Desde finales de los años 70, las fronteras estadunidenses se volvieron porosas frente a la emigración masiva de trabajadores ilegales (latinos en su mayoría, pero sobre todo mexicanos). En esa zona profunda, la ley dejó de aplicarse. En tan sólo dos décadas, entre 13 y 15 millones de trabajadores indocumentados modificaron la geografía productiva del gigante. Europa también convocó emigrantes para un proceso similar. La diferencia es que eran "invitados", como en Alemania, o adquirían rápidamente la ciudadanía, como en Francia. Estados Unidos se hizo de un hinterland laboral único, en el que se pagaba la cuarta parte de los salarios normales, no existían los derechos civiles ni humanos y el Estado se desentendía de sus obligaciones. California, por ejemplo, devino la sexta economía mundial gracias a esta conjunción entre la más alta de las tecnologías y el más infrahumano nivel de las condiciones para el mundo del trabajo. Ahora las elites francesas envidian este periferismo inserto en el centro industrial y tecnológico.

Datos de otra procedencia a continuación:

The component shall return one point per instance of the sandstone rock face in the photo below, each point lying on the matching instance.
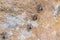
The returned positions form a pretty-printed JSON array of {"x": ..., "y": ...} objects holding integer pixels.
[{"x": 29, "y": 20}]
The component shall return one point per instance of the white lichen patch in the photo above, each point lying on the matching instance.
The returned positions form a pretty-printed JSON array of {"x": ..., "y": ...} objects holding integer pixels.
[
  {"x": 14, "y": 21},
  {"x": 33, "y": 23},
  {"x": 24, "y": 34},
  {"x": 56, "y": 10}
]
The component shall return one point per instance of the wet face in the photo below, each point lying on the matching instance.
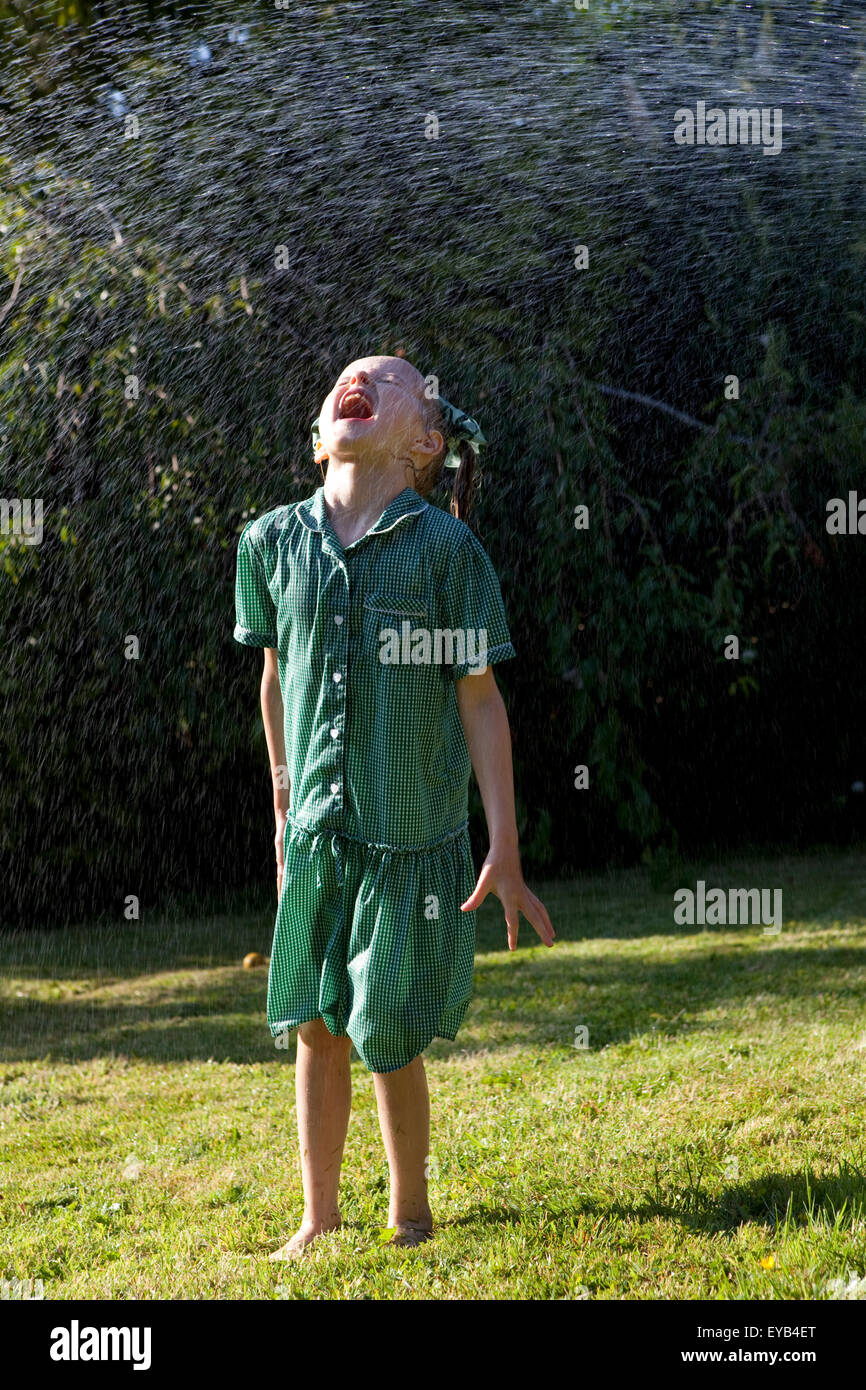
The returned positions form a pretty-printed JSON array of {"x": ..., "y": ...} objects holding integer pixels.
[{"x": 377, "y": 412}]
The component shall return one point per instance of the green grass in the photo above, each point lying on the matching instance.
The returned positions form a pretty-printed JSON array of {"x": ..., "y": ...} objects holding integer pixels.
[{"x": 715, "y": 1121}]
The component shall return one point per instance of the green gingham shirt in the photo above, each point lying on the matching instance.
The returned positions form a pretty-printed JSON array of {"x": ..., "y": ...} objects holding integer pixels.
[{"x": 374, "y": 751}]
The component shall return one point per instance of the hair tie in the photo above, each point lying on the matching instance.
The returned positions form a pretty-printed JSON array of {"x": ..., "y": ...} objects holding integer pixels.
[{"x": 462, "y": 427}]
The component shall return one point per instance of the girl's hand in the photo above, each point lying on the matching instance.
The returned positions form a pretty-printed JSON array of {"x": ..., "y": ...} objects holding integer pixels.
[
  {"x": 502, "y": 876},
  {"x": 278, "y": 841}
]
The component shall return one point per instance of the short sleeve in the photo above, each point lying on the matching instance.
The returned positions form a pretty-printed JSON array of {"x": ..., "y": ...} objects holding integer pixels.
[
  {"x": 474, "y": 612},
  {"x": 255, "y": 612}
]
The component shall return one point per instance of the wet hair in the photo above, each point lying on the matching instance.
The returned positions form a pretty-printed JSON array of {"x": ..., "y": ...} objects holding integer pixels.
[{"x": 463, "y": 485}]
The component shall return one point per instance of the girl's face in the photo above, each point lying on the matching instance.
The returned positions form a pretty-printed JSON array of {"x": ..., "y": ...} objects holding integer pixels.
[{"x": 376, "y": 412}]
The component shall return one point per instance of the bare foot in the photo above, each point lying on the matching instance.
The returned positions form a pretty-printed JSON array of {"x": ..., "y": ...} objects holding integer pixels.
[
  {"x": 296, "y": 1247},
  {"x": 412, "y": 1232}
]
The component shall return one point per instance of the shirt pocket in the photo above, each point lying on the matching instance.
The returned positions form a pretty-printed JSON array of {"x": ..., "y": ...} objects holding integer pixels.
[{"x": 385, "y": 615}]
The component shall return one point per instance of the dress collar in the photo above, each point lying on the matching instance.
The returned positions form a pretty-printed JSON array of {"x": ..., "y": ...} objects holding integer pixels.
[{"x": 407, "y": 503}]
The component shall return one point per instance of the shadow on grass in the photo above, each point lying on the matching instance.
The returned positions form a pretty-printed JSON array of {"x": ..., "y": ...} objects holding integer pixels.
[{"x": 128, "y": 988}]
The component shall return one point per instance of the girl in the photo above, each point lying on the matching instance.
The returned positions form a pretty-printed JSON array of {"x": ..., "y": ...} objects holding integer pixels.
[{"x": 380, "y": 617}]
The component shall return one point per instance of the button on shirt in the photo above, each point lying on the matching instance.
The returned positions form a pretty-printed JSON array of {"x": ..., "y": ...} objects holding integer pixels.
[{"x": 370, "y": 641}]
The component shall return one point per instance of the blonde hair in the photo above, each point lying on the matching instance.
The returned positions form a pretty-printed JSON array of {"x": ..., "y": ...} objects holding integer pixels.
[{"x": 463, "y": 485}]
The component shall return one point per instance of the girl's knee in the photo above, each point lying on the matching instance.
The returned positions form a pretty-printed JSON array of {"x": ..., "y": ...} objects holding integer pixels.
[{"x": 316, "y": 1034}]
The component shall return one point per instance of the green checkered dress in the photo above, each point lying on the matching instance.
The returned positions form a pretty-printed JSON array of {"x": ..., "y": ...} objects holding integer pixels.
[{"x": 369, "y": 931}]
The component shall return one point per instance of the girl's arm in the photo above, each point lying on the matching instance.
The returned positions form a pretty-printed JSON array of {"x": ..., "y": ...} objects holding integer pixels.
[
  {"x": 488, "y": 740},
  {"x": 274, "y": 733}
]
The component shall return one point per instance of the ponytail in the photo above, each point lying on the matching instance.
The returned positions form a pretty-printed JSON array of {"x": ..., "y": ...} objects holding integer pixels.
[
  {"x": 463, "y": 485},
  {"x": 463, "y": 480}
]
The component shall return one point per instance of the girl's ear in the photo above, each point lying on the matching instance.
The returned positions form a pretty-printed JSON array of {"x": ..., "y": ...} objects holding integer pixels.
[{"x": 433, "y": 442}]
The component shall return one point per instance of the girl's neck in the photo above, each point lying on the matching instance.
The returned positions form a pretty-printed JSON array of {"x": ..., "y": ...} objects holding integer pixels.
[{"x": 356, "y": 495}]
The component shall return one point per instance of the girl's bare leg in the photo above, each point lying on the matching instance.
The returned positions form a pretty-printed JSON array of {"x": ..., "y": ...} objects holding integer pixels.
[
  {"x": 323, "y": 1089},
  {"x": 403, "y": 1104}
]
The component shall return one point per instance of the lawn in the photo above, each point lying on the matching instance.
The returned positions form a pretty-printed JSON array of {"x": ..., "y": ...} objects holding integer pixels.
[{"x": 705, "y": 1143}]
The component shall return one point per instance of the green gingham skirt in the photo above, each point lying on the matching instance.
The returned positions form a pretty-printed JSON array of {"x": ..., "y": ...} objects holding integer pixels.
[{"x": 371, "y": 940}]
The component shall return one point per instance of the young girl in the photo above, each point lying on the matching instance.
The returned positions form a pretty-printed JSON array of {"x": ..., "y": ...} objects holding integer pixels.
[{"x": 380, "y": 617}]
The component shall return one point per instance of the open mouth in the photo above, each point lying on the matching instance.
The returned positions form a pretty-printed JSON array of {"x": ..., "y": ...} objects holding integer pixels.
[{"x": 355, "y": 405}]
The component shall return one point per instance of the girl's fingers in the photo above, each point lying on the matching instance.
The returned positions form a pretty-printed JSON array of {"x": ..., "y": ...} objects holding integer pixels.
[
  {"x": 480, "y": 893},
  {"x": 537, "y": 913}
]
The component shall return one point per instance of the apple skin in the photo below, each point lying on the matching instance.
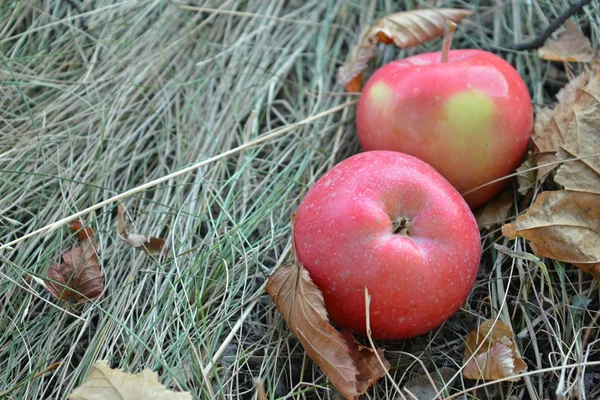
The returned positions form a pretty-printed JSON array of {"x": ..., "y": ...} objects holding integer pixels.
[
  {"x": 470, "y": 118},
  {"x": 343, "y": 234}
]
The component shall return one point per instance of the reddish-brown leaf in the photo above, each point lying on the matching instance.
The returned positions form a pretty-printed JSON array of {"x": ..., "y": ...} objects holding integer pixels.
[
  {"x": 302, "y": 306},
  {"x": 368, "y": 363},
  {"x": 496, "y": 358},
  {"x": 78, "y": 278},
  {"x": 149, "y": 244},
  {"x": 404, "y": 29},
  {"x": 571, "y": 46},
  {"x": 563, "y": 225}
]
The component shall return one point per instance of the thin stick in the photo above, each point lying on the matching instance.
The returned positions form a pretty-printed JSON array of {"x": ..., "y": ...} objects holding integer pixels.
[
  {"x": 145, "y": 186},
  {"x": 539, "y": 41},
  {"x": 368, "y": 318}
]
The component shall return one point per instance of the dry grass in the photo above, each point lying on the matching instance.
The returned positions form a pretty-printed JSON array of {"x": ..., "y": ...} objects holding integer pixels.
[{"x": 100, "y": 98}]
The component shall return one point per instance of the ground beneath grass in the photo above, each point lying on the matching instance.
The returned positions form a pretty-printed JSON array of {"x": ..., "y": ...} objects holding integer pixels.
[{"x": 99, "y": 97}]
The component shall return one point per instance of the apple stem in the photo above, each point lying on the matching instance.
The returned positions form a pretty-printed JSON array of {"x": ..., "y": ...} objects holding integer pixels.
[
  {"x": 449, "y": 29},
  {"x": 401, "y": 226}
]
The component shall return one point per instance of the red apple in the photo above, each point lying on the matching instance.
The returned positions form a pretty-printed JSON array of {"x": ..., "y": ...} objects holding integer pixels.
[
  {"x": 391, "y": 223},
  {"x": 470, "y": 117}
]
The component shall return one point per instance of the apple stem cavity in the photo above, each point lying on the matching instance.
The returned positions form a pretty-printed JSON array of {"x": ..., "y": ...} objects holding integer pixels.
[
  {"x": 401, "y": 226},
  {"x": 449, "y": 29}
]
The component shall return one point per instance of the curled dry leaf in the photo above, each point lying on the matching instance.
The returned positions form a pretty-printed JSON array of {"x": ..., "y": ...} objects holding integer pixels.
[
  {"x": 367, "y": 361},
  {"x": 302, "y": 306},
  {"x": 149, "y": 244},
  {"x": 78, "y": 278},
  {"x": 563, "y": 225},
  {"x": 351, "y": 367},
  {"x": 571, "y": 45},
  {"x": 569, "y": 131},
  {"x": 404, "y": 29},
  {"x": 496, "y": 358},
  {"x": 494, "y": 212},
  {"x": 106, "y": 383}
]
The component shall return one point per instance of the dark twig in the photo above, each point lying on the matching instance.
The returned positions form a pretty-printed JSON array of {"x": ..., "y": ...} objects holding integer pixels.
[{"x": 539, "y": 41}]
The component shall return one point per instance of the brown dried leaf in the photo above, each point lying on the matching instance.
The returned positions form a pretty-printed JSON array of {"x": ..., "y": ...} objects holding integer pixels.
[
  {"x": 582, "y": 144},
  {"x": 497, "y": 357},
  {"x": 302, "y": 306},
  {"x": 552, "y": 125},
  {"x": 78, "y": 278},
  {"x": 370, "y": 369},
  {"x": 404, "y": 29},
  {"x": 571, "y": 45},
  {"x": 495, "y": 211},
  {"x": 149, "y": 244},
  {"x": 562, "y": 225},
  {"x": 527, "y": 176},
  {"x": 106, "y": 383}
]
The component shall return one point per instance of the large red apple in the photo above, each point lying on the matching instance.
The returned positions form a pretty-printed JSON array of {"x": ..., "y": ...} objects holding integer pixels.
[
  {"x": 470, "y": 117},
  {"x": 391, "y": 223}
]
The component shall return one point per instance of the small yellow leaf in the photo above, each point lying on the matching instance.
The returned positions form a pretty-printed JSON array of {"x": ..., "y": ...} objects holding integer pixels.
[
  {"x": 571, "y": 46},
  {"x": 149, "y": 244},
  {"x": 105, "y": 383},
  {"x": 404, "y": 29},
  {"x": 496, "y": 358}
]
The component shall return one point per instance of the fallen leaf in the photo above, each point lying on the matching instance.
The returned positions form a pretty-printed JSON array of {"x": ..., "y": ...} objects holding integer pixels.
[
  {"x": 495, "y": 211},
  {"x": 105, "y": 383},
  {"x": 496, "y": 358},
  {"x": 571, "y": 45},
  {"x": 426, "y": 387},
  {"x": 302, "y": 306},
  {"x": 552, "y": 125},
  {"x": 527, "y": 176},
  {"x": 582, "y": 147},
  {"x": 562, "y": 225},
  {"x": 404, "y": 29},
  {"x": 149, "y": 244},
  {"x": 368, "y": 363},
  {"x": 78, "y": 278}
]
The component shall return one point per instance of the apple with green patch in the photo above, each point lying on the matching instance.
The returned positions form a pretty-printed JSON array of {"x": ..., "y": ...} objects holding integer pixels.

Demasiado tarde. Las protestas de París y Los Angeles anuncian los primeros síntomas contundentes de la decadencia de los argumentos que hacían irrevocable la racionalidad del mercado y la competitividad entre quienes no contaban con herramienta alguna para ser parte de ella. Toda la arrogancia de los años 90 se ha vuelto una pésima idea. Estados Unidos enfrenta el más impredecible de los retos de su historia inmigratoria para encontrar soluciones a una identidad que no admite lo normal en la historia de sus identidades. Por lo pronto ya ha provocado la mayor crisis política que le ha tocado enfrentar a la administración actual. El Partido Republicano se ha dividido y la Casa Blanca perdió la mayoría que le permitió hasta la fecha continuar con la aventura de Irak. Y nadie, en sus cinco sentidos, cree que Francia tenga, en el contexto de las grandes potencias, futuro alguno con su actual clase política. Habría mejor que hablar de la Francia del futuro. Y algo de ella está en juego en las actuales calles iracundas de París.